Я не знал, что сказать, и опять сослался на свою любовь и на благосклонность, которой она меня дарила.
– Относительно любви, – сказала она, – я уже объясняла вам, что она не может служить оправданием. Что же касается благосклонности, то я действительно была к вам добра, но доброта бывает разная; моя доброта такова, что не дает вам никаких прав на меня. Если бы я даже забылась до такой степени, чтобы дать вам эти права, то человек деликатный не воспользовался бы ими, и уж, во всяком случае, не в пример вам, ими бы не злоупотреблял.
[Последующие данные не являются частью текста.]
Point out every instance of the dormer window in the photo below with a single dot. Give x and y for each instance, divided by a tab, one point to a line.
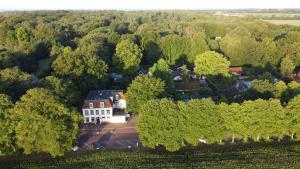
91	105
117	97
101	104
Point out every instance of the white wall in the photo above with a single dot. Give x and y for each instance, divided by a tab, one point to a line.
118	119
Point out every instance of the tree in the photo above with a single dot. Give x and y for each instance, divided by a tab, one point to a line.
211	63
86	70
267	52
238	49
95	45
127	57
293	116
43	124
174	48
287	67
202	121
24	36
14	82
151	50
280	87
263	118
7	139
264	88
160	124
178	49
142	89
63	88
161	70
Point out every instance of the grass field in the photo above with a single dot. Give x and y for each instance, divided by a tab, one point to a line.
285	22
271	155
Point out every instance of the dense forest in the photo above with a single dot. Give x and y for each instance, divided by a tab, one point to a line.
49	60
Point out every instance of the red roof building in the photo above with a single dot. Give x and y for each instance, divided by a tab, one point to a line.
236	70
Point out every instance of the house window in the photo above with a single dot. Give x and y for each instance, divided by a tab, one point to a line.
102	104
117	97
91	105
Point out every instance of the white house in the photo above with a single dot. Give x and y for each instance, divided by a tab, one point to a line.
104	106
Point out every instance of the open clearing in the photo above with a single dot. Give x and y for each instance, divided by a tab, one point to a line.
258	155
285	22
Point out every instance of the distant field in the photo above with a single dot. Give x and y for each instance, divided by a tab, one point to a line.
258	14
271	155
285	22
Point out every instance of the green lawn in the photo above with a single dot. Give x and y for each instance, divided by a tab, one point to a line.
285	22
271	155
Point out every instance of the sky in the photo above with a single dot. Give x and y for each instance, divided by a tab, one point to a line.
144	4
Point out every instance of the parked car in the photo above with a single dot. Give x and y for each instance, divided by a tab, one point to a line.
75	148
99	146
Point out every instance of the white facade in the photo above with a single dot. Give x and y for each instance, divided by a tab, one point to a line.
97	115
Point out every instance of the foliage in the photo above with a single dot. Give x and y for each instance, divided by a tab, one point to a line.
63	88
287	67
160	124
161	70
127	57
43	124
293	116
178	49
211	63
142	89
14	82
7	127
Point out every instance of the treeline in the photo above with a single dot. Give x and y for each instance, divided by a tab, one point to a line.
175	125
38	122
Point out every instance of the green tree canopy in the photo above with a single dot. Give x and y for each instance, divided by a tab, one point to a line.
287	67
127	57
160	123
63	88
161	70
14	82
7	127
142	89
293	116
211	63
43	124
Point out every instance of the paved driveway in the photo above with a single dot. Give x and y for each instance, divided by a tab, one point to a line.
112	136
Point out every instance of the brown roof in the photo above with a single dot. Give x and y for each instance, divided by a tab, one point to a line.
238	70
107	103
188	86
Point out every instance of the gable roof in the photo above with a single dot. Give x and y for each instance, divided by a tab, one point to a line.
103	94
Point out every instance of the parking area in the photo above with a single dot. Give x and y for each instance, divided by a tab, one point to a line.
109	136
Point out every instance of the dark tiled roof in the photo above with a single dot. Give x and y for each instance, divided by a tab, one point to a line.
103	94
96	104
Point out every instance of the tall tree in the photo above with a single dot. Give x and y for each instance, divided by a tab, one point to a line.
142	89
287	67
161	70
160	124
211	63
43	124
293	116
127	57
7	139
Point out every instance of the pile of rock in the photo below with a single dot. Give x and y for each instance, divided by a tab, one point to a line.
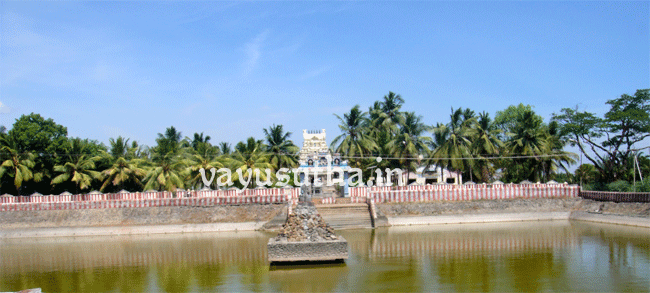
305	224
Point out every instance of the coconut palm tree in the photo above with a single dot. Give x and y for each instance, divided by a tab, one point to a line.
247	158
530	139
354	139
168	143
123	172
167	173
560	159
198	162
119	147
451	144
389	116
409	143
79	171
282	151
224	148
15	164
485	144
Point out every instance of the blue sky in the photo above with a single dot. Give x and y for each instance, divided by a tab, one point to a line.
230	69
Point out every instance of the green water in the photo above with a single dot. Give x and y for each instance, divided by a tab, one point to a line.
536	256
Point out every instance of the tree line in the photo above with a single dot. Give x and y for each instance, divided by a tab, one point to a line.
516	145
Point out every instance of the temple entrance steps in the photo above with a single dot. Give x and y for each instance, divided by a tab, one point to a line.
346	216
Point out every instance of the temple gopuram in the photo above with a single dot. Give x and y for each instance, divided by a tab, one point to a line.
317	162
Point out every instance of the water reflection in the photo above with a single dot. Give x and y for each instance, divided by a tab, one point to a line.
537	256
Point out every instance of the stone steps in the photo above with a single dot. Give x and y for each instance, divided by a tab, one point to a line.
346	216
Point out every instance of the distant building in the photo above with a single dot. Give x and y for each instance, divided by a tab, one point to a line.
317	161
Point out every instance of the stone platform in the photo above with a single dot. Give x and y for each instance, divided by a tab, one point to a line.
324	250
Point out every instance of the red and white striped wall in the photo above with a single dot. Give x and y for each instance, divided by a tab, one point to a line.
39	202
449	192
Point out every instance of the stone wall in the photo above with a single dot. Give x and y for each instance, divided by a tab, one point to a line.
165	215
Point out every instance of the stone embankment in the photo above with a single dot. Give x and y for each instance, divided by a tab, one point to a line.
145	220
306	237
305	224
479	207
635	214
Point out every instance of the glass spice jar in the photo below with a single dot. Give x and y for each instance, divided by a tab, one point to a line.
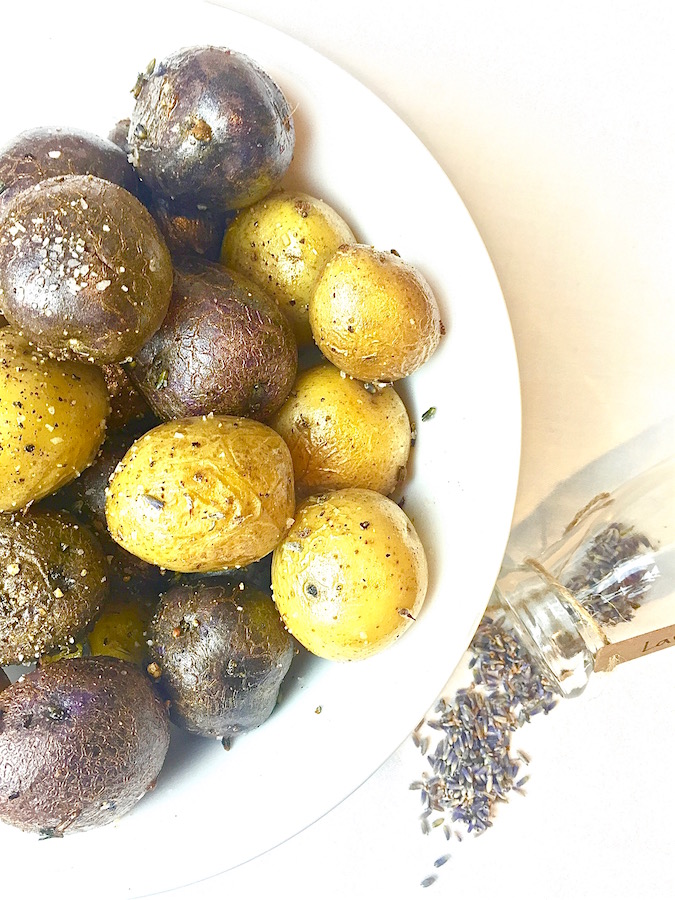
604	593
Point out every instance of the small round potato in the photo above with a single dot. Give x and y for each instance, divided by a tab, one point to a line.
81	742
223	652
373	315
84	270
343	434
350	576
40	153
210	127
52	420
224	348
53	580
203	494
282	243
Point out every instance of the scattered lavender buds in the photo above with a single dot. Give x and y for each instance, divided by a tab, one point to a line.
472	767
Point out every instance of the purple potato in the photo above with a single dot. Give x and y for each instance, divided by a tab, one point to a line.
40	153
221	652
84	270
224	348
210	128
81	741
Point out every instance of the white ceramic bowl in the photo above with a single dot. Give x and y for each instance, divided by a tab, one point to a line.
212	810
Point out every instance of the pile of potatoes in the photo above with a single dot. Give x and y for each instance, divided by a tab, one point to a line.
164	456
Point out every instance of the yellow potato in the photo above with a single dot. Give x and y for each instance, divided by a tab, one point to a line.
52	420
350	576
342	435
282	243
373	315
202	494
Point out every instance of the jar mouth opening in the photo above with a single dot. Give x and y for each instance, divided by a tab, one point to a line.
555	630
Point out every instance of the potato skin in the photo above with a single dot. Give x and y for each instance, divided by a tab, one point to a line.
53	580
203	494
210	127
129	410
224	348
350	576
52	420
190	232
40	153
84	271
373	315
282	243
82	741
223	653
342	435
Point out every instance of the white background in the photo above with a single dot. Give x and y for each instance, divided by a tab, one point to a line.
555	123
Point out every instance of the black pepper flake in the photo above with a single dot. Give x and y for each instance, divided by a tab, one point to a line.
155	502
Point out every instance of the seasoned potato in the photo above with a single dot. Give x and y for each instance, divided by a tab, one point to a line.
282	243
82	740
86	497
373	315
203	494
128	407
121	628
52	420
40	153
84	270
221	652
53	579
197	231
341	434
224	348
350	576
209	127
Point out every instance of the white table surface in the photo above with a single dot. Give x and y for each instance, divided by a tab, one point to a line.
555	123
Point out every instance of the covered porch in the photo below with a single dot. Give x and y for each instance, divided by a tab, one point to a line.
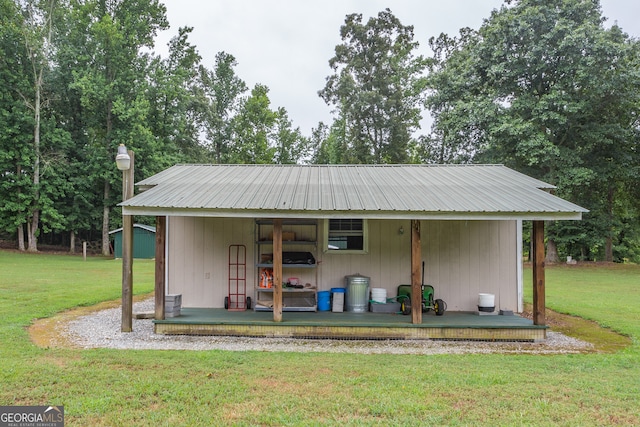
208	208
455	325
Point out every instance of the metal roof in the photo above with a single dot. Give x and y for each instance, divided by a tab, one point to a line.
332	191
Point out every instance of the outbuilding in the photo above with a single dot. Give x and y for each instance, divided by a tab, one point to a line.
455	227
144	241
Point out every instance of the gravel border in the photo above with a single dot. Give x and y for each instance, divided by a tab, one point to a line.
101	329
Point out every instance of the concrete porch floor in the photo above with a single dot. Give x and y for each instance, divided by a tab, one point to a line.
348	325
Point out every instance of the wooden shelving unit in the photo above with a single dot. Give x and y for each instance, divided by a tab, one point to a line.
300	239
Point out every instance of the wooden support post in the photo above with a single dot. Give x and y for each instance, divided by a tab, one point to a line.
159	292
127	251
538	274
277	270
416	265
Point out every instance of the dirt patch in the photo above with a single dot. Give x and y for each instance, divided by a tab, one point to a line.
604	340
49	332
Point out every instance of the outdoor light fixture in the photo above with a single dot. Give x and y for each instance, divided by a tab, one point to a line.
125	163
123	160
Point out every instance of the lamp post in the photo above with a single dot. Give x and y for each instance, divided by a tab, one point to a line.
125	163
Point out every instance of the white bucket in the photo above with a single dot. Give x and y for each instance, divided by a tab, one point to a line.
486	301
379	295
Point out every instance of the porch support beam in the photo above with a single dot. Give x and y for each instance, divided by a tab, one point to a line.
277	270
538	274
159	291
416	264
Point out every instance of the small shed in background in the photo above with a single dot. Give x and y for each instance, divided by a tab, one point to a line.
144	241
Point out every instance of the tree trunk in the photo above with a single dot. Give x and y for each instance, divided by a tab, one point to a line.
552	252
32	231
35	213
608	242
21	246
105	220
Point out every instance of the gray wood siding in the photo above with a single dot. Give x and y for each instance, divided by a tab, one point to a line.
462	259
199	255
465	258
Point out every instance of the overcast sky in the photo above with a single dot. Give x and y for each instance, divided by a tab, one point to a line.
286	44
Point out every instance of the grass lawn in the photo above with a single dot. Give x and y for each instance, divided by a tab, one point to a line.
127	387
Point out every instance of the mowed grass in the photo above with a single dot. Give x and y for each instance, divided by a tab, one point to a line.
102	387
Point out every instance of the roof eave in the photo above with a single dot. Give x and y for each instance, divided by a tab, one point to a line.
407	215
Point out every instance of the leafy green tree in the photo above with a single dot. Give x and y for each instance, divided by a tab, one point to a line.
110	76
377	87
253	129
543	87
221	92
291	146
16	122
174	105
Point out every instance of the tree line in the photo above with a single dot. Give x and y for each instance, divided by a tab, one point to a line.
542	87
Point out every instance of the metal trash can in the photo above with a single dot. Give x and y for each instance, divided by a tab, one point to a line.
357	293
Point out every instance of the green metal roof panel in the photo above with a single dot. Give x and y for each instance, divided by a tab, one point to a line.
325	190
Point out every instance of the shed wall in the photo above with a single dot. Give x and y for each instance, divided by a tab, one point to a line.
462	258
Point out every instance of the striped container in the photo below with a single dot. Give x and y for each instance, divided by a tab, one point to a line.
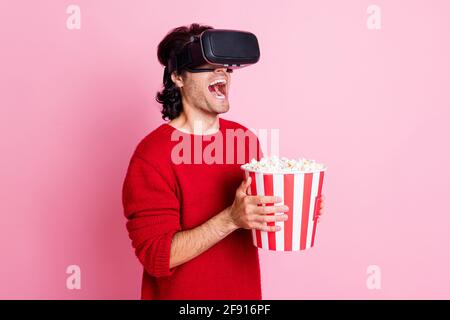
301	193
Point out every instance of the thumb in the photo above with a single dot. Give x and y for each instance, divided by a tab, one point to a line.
245	184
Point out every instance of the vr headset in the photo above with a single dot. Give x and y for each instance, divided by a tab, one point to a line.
233	49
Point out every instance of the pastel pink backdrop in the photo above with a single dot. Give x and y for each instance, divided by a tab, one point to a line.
371	104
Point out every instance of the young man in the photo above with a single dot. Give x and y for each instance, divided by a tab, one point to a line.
190	223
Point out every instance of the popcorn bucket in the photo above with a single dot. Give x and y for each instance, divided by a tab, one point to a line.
301	192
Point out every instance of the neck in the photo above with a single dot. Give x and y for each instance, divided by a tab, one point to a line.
196	122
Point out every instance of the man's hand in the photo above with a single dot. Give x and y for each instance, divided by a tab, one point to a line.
245	212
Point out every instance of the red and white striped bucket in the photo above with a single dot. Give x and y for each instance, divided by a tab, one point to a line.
301	193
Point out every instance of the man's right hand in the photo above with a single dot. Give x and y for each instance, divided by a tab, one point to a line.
246	213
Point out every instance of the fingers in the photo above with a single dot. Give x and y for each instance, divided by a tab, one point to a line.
271	209
264	227
264	199
269	218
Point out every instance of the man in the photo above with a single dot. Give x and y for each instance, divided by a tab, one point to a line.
190	223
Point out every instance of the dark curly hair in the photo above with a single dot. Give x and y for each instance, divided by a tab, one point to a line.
173	43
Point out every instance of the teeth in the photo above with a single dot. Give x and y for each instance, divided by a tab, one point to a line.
218	81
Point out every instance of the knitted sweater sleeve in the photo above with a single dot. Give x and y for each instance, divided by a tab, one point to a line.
152	209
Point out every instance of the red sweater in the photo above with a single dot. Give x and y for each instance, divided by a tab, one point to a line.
161	197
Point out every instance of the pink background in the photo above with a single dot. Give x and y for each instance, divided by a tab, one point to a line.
371	104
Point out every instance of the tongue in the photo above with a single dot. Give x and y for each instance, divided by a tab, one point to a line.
215	88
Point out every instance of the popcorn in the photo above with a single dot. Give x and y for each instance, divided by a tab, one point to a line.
274	164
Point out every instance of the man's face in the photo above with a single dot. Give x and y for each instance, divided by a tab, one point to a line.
199	89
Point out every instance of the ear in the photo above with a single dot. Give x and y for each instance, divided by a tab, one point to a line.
177	79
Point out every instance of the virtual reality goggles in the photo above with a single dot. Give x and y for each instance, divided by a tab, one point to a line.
233	49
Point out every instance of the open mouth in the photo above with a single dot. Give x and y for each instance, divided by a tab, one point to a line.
218	88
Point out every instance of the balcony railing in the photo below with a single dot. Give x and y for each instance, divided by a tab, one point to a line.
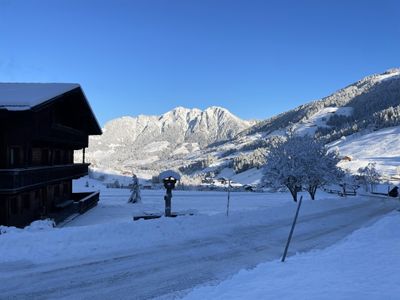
14	180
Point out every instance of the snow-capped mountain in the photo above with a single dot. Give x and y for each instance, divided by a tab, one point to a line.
198	142
130	143
346	111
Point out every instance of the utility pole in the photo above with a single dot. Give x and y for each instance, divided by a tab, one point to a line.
229	197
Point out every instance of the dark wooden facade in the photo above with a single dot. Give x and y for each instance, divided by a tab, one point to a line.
37	156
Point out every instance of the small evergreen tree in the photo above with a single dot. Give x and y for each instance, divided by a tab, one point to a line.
369	176
135	189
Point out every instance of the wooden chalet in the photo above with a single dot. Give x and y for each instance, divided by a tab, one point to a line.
41	124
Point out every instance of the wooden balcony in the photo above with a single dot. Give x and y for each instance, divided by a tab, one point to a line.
19	179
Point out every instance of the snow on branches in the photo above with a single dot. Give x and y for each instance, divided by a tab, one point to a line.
301	162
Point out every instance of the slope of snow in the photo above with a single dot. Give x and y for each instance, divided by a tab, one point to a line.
364	266
174	135
320	118
24	96
381	147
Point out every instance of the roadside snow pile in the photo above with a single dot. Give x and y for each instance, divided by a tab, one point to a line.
363	266
35	226
89	241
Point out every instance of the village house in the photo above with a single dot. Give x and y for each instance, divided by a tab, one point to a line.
41	124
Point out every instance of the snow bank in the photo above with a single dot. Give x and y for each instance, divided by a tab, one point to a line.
109	228
363	266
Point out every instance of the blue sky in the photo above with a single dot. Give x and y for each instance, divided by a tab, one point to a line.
256	58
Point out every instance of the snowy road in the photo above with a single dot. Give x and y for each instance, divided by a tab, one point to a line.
170	270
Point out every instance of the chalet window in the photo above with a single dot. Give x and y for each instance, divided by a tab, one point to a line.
65	188
26	202
67	155
14	205
56	191
57	157
45	156
15	156
36	156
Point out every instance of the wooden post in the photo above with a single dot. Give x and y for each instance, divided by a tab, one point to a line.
291	230
167	199
229	197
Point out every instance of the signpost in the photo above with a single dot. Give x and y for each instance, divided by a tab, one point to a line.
169	179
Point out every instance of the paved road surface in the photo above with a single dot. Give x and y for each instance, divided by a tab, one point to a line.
170	270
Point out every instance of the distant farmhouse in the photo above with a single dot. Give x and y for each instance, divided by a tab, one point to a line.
41	124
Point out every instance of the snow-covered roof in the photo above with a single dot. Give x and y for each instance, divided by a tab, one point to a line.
169	173
24	96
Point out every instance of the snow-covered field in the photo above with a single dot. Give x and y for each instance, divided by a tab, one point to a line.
104	254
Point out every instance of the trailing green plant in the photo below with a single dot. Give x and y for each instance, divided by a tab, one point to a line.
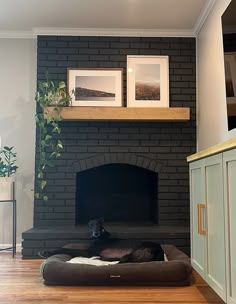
7	162
49	94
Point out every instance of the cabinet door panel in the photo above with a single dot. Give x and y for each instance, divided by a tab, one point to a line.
230	212
197	197
215	270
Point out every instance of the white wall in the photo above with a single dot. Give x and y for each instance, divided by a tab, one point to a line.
17	127
212	127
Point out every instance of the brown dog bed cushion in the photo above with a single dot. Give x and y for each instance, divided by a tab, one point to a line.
176	272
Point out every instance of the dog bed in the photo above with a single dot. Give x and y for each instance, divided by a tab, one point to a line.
174	272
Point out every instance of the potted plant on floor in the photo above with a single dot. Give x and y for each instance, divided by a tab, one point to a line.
7	169
49	95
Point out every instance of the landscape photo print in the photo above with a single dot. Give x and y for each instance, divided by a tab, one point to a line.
96	87
148	81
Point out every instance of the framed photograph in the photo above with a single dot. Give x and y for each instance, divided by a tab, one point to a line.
95	87
230	77
147	81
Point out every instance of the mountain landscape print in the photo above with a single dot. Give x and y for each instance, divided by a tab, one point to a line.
147	82
95	88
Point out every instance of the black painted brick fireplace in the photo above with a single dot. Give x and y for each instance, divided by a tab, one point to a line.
158	147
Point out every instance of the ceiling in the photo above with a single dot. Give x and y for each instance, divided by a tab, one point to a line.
105	17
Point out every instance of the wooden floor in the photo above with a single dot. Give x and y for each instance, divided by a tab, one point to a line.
21	283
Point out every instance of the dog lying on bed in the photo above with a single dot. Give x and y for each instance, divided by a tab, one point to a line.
110	249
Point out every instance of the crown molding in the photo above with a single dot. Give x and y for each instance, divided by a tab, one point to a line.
113	32
203	16
32	34
229	29
18	34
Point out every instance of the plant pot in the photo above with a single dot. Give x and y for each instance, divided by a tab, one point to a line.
6	188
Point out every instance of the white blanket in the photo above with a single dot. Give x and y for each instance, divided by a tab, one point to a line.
96	261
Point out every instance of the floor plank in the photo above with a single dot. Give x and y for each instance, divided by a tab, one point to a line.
21	283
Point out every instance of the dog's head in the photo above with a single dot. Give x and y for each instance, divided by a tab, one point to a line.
97	229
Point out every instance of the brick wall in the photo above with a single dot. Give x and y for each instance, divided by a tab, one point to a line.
158	146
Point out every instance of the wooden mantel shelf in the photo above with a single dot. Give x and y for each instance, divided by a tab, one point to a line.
123	114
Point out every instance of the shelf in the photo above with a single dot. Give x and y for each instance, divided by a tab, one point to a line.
123	114
231	108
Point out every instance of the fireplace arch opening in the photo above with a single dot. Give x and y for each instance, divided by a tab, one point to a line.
121	193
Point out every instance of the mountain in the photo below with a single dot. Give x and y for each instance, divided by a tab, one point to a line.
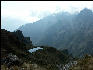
64	31
15	54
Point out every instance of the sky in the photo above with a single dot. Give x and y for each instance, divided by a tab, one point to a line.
18	13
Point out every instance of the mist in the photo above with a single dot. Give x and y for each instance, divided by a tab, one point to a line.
18	13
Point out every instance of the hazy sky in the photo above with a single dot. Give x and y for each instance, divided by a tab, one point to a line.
16	13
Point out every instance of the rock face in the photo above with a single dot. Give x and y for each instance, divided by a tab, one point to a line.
73	32
11	60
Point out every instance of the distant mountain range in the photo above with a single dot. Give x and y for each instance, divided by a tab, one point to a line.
63	31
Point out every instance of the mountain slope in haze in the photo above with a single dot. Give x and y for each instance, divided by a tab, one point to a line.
73	32
15	54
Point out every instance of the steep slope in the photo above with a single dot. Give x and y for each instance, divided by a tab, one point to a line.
73	32
15	54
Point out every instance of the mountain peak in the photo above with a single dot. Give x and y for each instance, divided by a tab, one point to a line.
86	11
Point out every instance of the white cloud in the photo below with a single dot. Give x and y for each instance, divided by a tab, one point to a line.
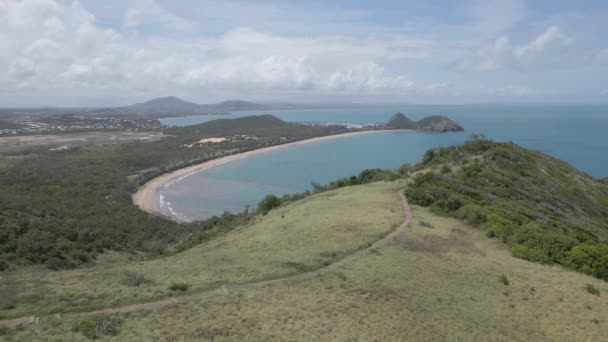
496	16
551	37
59	49
544	49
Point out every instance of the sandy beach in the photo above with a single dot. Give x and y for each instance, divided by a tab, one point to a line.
147	196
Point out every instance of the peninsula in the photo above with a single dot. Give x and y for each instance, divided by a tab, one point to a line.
148	196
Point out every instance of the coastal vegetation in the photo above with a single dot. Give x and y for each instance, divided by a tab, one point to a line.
293	238
481	208
435	123
542	208
438	283
63	209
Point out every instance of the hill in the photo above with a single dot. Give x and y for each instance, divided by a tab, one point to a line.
434	123
174	106
440	279
170	104
542	208
64	209
237	105
400	121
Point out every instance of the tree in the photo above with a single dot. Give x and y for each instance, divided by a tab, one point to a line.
268	203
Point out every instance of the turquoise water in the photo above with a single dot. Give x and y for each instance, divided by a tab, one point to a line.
576	134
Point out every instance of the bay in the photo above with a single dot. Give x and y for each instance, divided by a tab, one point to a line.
574	133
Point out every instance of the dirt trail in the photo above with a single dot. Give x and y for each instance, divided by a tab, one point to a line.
227	288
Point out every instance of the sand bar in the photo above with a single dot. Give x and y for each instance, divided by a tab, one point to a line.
147	196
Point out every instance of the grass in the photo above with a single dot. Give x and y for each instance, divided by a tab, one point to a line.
301	236
428	284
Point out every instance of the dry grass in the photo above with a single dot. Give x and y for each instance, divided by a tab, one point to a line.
302	236
431	283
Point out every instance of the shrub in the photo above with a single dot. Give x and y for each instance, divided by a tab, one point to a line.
179	286
426	224
130	278
268	203
98	327
592	289
590	259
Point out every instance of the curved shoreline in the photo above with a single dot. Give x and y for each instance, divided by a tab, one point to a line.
225	289
147	197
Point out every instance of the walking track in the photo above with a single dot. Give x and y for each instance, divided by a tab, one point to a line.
227	288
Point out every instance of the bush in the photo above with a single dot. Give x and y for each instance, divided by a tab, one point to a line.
98	327
590	259
268	203
179	286
132	279
592	289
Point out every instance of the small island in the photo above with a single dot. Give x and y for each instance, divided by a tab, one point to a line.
435	123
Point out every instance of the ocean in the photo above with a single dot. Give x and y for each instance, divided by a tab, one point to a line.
574	133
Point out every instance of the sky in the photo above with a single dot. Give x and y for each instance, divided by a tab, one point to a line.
115	52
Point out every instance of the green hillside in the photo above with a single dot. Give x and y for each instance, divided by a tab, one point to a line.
439	280
434	123
63	209
543	208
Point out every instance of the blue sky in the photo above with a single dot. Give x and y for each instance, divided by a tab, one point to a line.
91	52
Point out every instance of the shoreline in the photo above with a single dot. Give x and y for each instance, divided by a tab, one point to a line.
148	196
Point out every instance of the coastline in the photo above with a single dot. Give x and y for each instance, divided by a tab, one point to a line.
148	196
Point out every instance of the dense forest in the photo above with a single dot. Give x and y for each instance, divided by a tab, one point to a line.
541	207
63	208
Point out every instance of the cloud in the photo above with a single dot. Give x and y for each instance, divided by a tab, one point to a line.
512	91
497	16
59	49
551	37
147	13
542	51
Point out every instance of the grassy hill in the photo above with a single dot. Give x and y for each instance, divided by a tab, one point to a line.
63	209
296	238
541	207
439	280
434	123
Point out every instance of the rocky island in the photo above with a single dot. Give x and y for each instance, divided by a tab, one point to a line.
435	123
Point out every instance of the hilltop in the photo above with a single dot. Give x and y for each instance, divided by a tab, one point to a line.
439	279
544	209
434	123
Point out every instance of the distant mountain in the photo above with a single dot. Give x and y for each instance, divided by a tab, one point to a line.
438	123
174	106
236	105
400	121
435	123
170	104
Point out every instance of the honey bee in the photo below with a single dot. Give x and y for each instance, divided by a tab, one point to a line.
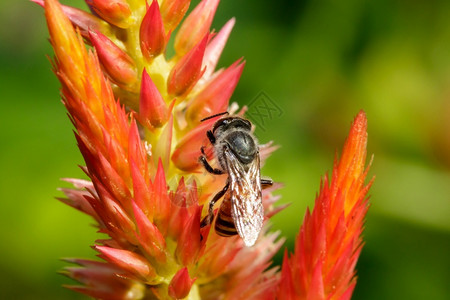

К этому она прибавила еще множество тонких и остроумных мыслей и под конец раскрыла мне все значение «постепенных градаций»[6]. Это слово и самое содержание, в него вложенное, были мне совершенно не знакомы. Я позволил себе сообщить об этом госпоже де Люрсе. Улыбнувшись моей простоте, она взяла на себя труд просветить меня. Каждую новую ступень этого метода я тут же претворял в жизнь, по мере того как мне ее описывали, и изучение постепенных градаций могло бы завести нас очень далеко, если бы в передней не раздался шум и не заставил бы нас прервать занятия.
Лакей доложил о приходе мадам и мадемуазель де Тевиль. Я хорошо знал это имя. Госпожа де Тевиль и моя матушка состояли в довольно близком родстве, но между ними существовала давняя неприязнь. Так как госпожа де Тевиль почти постоянно жила в провинции, я никогда ее не видел. Дамы вошли, и каково же было мое удивление, когда в мадемуазель де Тевиль я узнал ту самую незнакомку, которую я обожал и которая, как мне казалось, испытывала ко мне отвращение! Где найти слова, чтобы описать, как меня поразила эта неожиданность? И любовь, и восторг, и страх с новой силой потрясли мою душу. Госпожа де Люрсе осыпала молодую девушку ласками, а по ее обращению с госпожой де Тевиль я понял, что их связывает близкая дружба. Меня это удивило: я не только ни разу не видел эту даму у госпожи де Люрсе, но маркиза даже никогда не упоминала ее имени. Госпожа де Люрсе побранила госпожу де Тевиль за то, что она так долго не показывалась у нее.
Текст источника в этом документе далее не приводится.